4 Beware the internet.

Once I’ve read the papers in the morning, I do the rounds of various websites that interest me – foreign media, podcasts, that kind of thing. But step carefully around wikipedia – one wrong click on one link that’s just too interesting and you will be down a wiki-hole for hours and there may be no-one around to get you out. You’ll eventually emerge knowing a lot more than you did about Panzer tanks, but that doesn’t pay the bills.

Also, and this is just for us adults, I have it on good authority that there are certain sites that one can stumble upon online which are even more engaging that the wiki Panzer page. I speak here, obviously, of the saucier side of all things cyber. Avoid. You’ll only end up a weak, desiccated, self-shaming husk at the end of a fruitless day. Result? Bills unpaid yet again. Men, women – you have been warned.

5 Expand your horizons.

It may sound counter-intuitive but when you live most of your life at home you really can skill up. Learn the guitar? Done it. A foreign language? Si.

6 Be nice.

When I spent my life in the rat race, I hardly had a moment for friends and family and especially neighbours. Well, you’ll have time now. Life as someone who works at home gave me so much more space to cement the relationships that really matter to me.

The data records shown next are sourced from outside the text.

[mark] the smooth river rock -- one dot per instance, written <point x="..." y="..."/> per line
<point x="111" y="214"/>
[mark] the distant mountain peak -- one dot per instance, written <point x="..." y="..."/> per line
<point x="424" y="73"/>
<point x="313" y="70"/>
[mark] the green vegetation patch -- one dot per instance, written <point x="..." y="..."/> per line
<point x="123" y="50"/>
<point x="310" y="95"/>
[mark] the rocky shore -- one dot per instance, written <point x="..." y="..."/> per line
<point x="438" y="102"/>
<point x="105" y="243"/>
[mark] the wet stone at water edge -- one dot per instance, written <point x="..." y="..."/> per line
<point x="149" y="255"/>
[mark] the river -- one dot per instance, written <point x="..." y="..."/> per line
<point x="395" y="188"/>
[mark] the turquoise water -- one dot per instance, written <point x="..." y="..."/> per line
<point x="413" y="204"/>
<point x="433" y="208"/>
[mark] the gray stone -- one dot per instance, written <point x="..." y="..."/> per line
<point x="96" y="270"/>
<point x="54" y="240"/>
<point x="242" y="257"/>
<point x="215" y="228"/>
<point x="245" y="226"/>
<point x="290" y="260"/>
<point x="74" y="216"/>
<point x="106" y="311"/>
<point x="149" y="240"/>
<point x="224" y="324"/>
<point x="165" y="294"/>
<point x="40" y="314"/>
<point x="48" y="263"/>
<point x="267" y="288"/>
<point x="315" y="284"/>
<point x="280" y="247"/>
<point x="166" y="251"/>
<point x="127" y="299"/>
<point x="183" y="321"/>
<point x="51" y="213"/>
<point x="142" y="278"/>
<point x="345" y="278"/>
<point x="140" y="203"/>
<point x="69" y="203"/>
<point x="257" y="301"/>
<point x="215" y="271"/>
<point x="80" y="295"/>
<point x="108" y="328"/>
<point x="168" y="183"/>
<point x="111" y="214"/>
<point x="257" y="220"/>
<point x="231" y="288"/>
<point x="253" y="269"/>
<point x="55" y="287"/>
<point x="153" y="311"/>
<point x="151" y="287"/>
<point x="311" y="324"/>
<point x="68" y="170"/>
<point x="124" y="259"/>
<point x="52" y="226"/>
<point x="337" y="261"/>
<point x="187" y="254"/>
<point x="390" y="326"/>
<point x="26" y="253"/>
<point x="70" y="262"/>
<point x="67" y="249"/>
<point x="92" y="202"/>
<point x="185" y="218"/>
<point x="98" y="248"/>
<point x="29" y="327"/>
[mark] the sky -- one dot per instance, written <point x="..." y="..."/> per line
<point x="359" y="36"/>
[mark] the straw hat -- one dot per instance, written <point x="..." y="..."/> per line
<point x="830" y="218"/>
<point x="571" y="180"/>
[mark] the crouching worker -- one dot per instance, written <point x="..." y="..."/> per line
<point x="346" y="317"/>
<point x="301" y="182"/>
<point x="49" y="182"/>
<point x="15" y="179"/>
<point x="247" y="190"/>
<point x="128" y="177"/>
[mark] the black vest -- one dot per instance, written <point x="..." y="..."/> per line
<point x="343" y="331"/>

There’s bound to be some old folk, or a single parent, or someone disabled in your street. Lockdown or no lockdown, let them know you’re there if they need you. Skype your pals. I’m having cocktails with an old mate this weekend via FaceTime as we can’t go to the pub.

7 Don’t watch telly.

Reading and good conversation are becoming lost arts. Now that you’re home all day, don’t just sit in front of Netflix eating Wotsits. Read books that’ll take ages – David Copperfield, all the Game of Thrones novels. Have real conversations, not those empty conversations when you come home from work and just bitch about colleagues. Play games – dust off the old Risk.

8 Enjoy the little things.

You’ll see your family more than you ever did before. Relish it. In truth, they’re all you’ve really got.